No soy autosuficiente. Mercedes Pomares, Mamita Pérez y Ana María García dijeron que debía estar. Preferí callar –y dibuja una mueca como si tragara dolor– disfruté el triunfo. Eran mis compañeras”, subraya y su mano coquetea con una mesita donde descansa una caja de cigarros. La mira como queriendo tomar uno, pero desiste.
“Esa decisión me desanimó. Decidí salir embarazada. Tuve a mi hija y regresé al equipo nacional. No fue igual. Dolió muchísimo no ir al Mundial”, señala y lanza una mirada fugaz, que dice basta ya.
“Tengo buena relación con mis compañeras –agrega acariciándose las mejillas como si se las empolvara–. Nos llamamos por teléfono, algunas nos queremos como hermanas. Cuando jugábamos a veces discutíamos, pero nos entendíamos, lo primero era el equipo…».
Las palabras son ahogadas por un apagón. Nos miramos perplejos, y desde la calle nos llegan los dolorosos pregones y terribles precios de los vendedores ambulantes.
“Sabes –expresa y la añoranza le surca el rostro— debí esforzarme más como voleibolista. Tal vez hubiera sido regular”.
Melania encoge las piernas y se las abraza. Parece en guardia, como si se protegiera de algo.
“Ahora hay un grupo nuevo atendiendo la Comisión Nacional de Atletas. Hasta ahora nadie ha venido a verme –manifiesta con la decepción en la voz y el ceño fruncido–. Les pediría que se preocupen más por nosotros y nuestras familias.
“Soy hipertensa, tengo que ir a la Cuevita a comprar la medicina a sobreprecio, cuando no gano lo suficiente. Lo que cobras te lo llevas en nada –comenta como si masticara plomo, en tanto en la calle estallan de nuevo los dolorosos pregones–. Voy a la farmacia del Cerro Pelado y no hay nada de nada. La jubilación es poca –prosigue y se golpea nerviosa con las palmas de las manos los costados de los muslos–. A los medallistas olímpicos y mundiales les pagan distinto. Los que ganamos Centroamericanos y Panamericanos no es igual –y encoge los hombros en un gesto un tanto teatral–. Lo mismo pasa con las asignaciones de carros. Si lo pides ya sabes. Estuve muchos años en la selección nacional y mira. Ni una bicicleta tengo”, acuña hundiendo el rostro entre sus manos.
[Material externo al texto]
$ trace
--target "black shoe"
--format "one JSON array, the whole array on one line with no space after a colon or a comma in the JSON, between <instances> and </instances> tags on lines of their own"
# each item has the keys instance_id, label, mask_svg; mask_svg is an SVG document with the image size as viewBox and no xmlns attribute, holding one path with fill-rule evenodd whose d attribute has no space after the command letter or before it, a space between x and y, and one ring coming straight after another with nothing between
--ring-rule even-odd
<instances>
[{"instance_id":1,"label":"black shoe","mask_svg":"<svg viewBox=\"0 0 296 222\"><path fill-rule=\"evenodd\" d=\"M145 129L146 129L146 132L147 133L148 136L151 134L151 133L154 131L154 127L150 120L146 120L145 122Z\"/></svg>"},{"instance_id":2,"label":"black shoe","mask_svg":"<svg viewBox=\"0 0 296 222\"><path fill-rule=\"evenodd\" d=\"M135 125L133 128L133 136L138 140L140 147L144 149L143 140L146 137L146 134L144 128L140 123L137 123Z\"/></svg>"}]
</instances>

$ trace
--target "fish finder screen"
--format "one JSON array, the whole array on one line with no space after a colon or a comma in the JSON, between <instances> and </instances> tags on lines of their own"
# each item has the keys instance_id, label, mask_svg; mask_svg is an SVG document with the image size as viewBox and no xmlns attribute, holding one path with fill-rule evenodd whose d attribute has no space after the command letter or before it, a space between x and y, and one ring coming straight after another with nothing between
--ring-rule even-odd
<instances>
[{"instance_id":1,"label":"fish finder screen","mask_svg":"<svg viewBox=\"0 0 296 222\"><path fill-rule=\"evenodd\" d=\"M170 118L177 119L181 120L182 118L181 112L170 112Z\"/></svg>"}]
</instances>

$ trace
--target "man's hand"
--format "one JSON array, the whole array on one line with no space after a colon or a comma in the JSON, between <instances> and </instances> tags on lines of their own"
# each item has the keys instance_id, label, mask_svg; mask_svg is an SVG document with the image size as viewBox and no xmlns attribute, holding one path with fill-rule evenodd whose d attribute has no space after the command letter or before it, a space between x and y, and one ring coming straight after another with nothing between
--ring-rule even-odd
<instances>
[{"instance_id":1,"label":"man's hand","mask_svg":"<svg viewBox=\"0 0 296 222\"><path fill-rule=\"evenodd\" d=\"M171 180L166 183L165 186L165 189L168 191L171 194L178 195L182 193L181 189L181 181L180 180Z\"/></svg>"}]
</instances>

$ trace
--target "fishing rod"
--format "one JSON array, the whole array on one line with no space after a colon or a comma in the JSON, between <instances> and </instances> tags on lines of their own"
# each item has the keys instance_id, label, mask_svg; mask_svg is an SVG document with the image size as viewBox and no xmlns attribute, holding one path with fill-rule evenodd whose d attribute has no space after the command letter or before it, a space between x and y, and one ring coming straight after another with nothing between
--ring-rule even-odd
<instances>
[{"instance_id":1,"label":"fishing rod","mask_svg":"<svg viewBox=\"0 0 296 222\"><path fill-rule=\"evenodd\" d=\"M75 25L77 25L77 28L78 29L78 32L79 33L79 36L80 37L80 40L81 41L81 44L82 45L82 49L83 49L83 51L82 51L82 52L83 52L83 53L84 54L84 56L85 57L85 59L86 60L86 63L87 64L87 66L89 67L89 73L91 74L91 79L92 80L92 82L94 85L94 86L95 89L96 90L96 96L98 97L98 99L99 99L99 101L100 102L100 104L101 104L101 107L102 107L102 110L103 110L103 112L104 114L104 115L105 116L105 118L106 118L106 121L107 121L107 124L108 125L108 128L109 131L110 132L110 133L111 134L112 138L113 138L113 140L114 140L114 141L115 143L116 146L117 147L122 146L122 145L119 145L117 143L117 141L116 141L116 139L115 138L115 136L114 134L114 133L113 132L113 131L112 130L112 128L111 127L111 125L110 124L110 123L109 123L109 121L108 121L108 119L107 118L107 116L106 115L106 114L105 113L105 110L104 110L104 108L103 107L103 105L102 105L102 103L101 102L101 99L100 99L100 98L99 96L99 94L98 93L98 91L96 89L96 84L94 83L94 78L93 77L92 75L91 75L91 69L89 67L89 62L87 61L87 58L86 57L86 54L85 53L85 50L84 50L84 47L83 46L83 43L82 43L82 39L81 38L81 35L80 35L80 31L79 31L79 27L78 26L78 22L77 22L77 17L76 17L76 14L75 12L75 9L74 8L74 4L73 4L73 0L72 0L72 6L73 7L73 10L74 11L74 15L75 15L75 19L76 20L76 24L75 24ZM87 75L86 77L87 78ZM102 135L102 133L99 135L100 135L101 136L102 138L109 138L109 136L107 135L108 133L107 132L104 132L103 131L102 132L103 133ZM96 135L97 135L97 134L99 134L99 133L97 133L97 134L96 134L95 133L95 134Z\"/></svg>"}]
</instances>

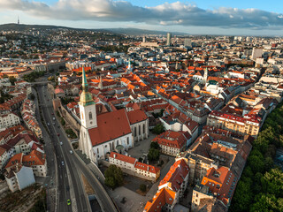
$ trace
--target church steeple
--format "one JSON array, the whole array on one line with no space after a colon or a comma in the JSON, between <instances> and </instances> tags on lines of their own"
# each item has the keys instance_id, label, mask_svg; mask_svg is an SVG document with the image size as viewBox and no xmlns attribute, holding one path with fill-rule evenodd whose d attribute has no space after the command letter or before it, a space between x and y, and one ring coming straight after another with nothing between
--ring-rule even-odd
<instances>
[{"instance_id":1,"label":"church steeple","mask_svg":"<svg viewBox=\"0 0 283 212\"><path fill-rule=\"evenodd\" d=\"M97 127L96 102L88 92L88 84L84 67L82 67L82 92L80 98L80 114L81 129Z\"/></svg>"},{"instance_id":2,"label":"church steeple","mask_svg":"<svg viewBox=\"0 0 283 212\"><path fill-rule=\"evenodd\" d=\"M80 102L83 105L94 104L91 94L88 92L88 84L86 77L85 68L82 67L82 92L80 98Z\"/></svg>"}]
</instances>

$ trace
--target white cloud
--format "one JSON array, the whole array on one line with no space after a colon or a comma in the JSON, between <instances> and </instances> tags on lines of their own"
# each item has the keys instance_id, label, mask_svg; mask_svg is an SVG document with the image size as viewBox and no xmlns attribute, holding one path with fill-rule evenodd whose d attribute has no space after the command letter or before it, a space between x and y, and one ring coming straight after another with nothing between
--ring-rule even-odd
<instances>
[{"instance_id":1,"label":"white cloud","mask_svg":"<svg viewBox=\"0 0 283 212\"><path fill-rule=\"evenodd\" d=\"M283 15L279 13L254 8L203 10L180 2L140 7L126 1L113 0L58 0L53 5L29 0L1 0L1 10L21 11L37 18L62 20L134 21L152 25L253 29L283 26Z\"/></svg>"}]
</instances>

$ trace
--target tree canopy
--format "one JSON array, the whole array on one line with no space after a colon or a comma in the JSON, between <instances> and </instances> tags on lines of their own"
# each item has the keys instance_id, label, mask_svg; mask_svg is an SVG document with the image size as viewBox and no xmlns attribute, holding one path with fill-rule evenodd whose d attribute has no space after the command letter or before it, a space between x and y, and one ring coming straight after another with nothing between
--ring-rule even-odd
<instances>
[{"instance_id":1,"label":"tree canopy","mask_svg":"<svg viewBox=\"0 0 283 212\"><path fill-rule=\"evenodd\" d=\"M105 180L106 186L115 188L117 186L122 186L124 181L124 176L121 169L116 165L110 165L105 170Z\"/></svg>"},{"instance_id":2,"label":"tree canopy","mask_svg":"<svg viewBox=\"0 0 283 212\"><path fill-rule=\"evenodd\" d=\"M229 211L283 211L283 171L274 165L283 147L283 103L268 116L237 184Z\"/></svg>"}]
</instances>

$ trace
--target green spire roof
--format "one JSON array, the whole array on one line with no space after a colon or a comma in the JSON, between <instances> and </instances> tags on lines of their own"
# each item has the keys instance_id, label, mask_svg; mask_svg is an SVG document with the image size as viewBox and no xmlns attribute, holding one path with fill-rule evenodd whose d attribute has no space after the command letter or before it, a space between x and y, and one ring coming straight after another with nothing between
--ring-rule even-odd
<instances>
[{"instance_id":1,"label":"green spire roof","mask_svg":"<svg viewBox=\"0 0 283 212\"><path fill-rule=\"evenodd\" d=\"M88 84L87 81L85 69L82 66L82 92L80 94L80 102L83 105L94 104L92 95L88 92Z\"/></svg>"},{"instance_id":2,"label":"green spire roof","mask_svg":"<svg viewBox=\"0 0 283 212\"><path fill-rule=\"evenodd\" d=\"M86 72L84 66L82 66L82 90L85 92L88 91L88 84L86 77Z\"/></svg>"}]
</instances>

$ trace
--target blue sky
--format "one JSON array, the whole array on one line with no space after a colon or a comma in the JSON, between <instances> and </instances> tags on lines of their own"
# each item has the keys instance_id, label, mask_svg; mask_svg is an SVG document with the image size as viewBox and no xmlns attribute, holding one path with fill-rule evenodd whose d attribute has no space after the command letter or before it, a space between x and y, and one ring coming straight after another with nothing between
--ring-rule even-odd
<instances>
[{"instance_id":1,"label":"blue sky","mask_svg":"<svg viewBox=\"0 0 283 212\"><path fill-rule=\"evenodd\" d=\"M138 27L205 34L282 35L280 0L8 0L0 24Z\"/></svg>"}]
</instances>

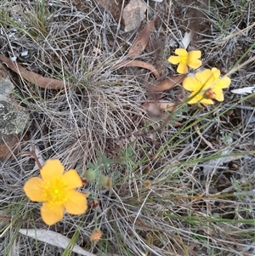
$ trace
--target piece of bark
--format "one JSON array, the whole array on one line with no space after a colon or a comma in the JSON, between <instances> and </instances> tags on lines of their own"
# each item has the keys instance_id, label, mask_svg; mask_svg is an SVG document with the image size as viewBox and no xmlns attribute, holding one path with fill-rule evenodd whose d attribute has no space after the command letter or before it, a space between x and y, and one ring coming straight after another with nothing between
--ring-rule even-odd
<instances>
[{"instance_id":1,"label":"piece of bark","mask_svg":"<svg viewBox=\"0 0 255 256\"><path fill-rule=\"evenodd\" d=\"M124 8L122 20L124 22L124 31L129 32L139 26L141 21L146 17L144 13L147 4L141 0L131 0Z\"/></svg>"},{"instance_id":2,"label":"piece of bark","mask_svg":"<svg viewBox=\"0 0 255 256\"><path fill-rule=\"evenodd\" d=\"M132 59L138 58L144 50L145 47L148 44L149 38L156 18L157 17L155 17L145 26L145 27L141 31L139 31L137 38L134 40L132 47L128 53L128 57Z\"/></svg>"}]
</instances>

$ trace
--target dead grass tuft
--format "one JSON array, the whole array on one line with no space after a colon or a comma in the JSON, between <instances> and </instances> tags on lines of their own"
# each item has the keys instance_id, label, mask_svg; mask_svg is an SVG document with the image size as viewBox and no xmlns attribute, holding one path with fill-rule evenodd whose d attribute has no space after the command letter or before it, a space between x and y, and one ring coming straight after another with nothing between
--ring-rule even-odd
<instances>
[{"instance_id":1,"label":"dead grass tuft","mask_svg":"<svg viewBox=\"0 0 255 256\"><path fill-rule=\"evenodd\" d=\"M22 135L29 140L22 142L20 152L0 163L3 255L65 253L18 233L20 228L48 228L40 219L39 205L28 202L22 190L26 180L39 174L34 160L24 156L32 145L42 159L59 158L81 175L91 168L112 178L110 191L96 184L85 188L90 201L99 200L97 208L84 216L65 214L50 227L69 238L78 230L76 243L91 253L255 254L254 111L250 108L254 96L230 92L254 85L255 62L238 68L239 61L254 57L254 3L148 4L139 30L159 14L140 60L157 67L159 79L175 74L167 60L187 29L194 31L192 47L202 51L205 67L217 66L223 74L237 67L224 103L204 110L179 105L158 133L153 131L163 122L150 118L142 107L151 97L146 88L156 78L144 69L114 68L124 60L136 31L123 32L94 2L1 3L1 53L16 57L29 71L72 84L48 90L10 72L14 98L29 110L31 125ZM179 102L184 94L178 87L162 99ZM174 126L174 121L182 125ZM146 136L132 136L148 130ZM89 240L95 228L103 233L97 244Z\"/></svg>"}]
</instances>

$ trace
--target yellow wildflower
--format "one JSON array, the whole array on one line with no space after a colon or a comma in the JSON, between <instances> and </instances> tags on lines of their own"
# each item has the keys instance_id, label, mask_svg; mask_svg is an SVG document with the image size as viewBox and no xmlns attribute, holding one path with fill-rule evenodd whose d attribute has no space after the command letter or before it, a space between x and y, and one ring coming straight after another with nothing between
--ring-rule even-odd
<instances>
[{"instance_id":1,"label":"yellow wildflower","mask_svg":"<svg viewBox=\"0 0 255 256\"><path fill-rule=\"evenodd\" d=\"M188 72L188 66L196 69L201 65L201 51L187 52L184 48L177 48L175 54L178 56L170 56L168 61L172 64L177 65L177 71L179 74L186 74Z\"/></svg>"},{"instance_id":2,"label":"yellow wildflower","mask_svg":"<svg viewBox=\"0 0 255 256\"><path fill-rule=\"evenodd\" d=\"M230 82L230 77L220 78L220 71L214 67L196 73L195 77L186 77L183 86L186 90L192 92L189 97L189 104L200 102L212 105L214 104L212 100L224 100L222 89L228 88Z\"/></svg>"},{"instance_id":3,"label":"yellow wildflower","mask_svg":"<svg viewBox=\"0 0 255 256\"><path fill-rule=\"evenodd\" d=\"M102 235L103 233L99 229L94 229L90 236L90 240L94 242L98 242L101 239Z\"/></svg>"},{"instance_id":4,"label":"yellow wildflower","mask_svg":"<svg viewBox=\"0 0 255 256\"><path fill-rule=\"evenodd\" d=\"M82 214L88 208L87 198L75 189L82 182L76 170L64 174L64 166L58 159L48 160L40 170L41 178L28 179L24 191L34 202L42 202L41 215L48 225L61 220L64 210L71 214Z\"/></svg>"}]
</instances>

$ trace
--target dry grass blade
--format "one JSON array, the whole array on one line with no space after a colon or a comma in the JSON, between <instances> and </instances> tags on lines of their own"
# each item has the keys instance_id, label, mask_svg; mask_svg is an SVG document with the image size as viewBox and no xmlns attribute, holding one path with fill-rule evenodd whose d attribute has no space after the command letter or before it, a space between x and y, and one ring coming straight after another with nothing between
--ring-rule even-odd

“A pesar de todo soy optimista –testifica con titubeante parpadeo–. Las cosas claras son mejor. Lo negativo mata. Soy feliz con mi carrera deportiva. Pude lograr más –dice y aletea los brazos nerviosamente–. Estuve junto a grandes compañeras. Siempre hablamos de frente, sin hipocresías. ¡Hoy hay varias cosas malas, es muyyy diferente!”, sentencia con un tono y una mueca que estremecen.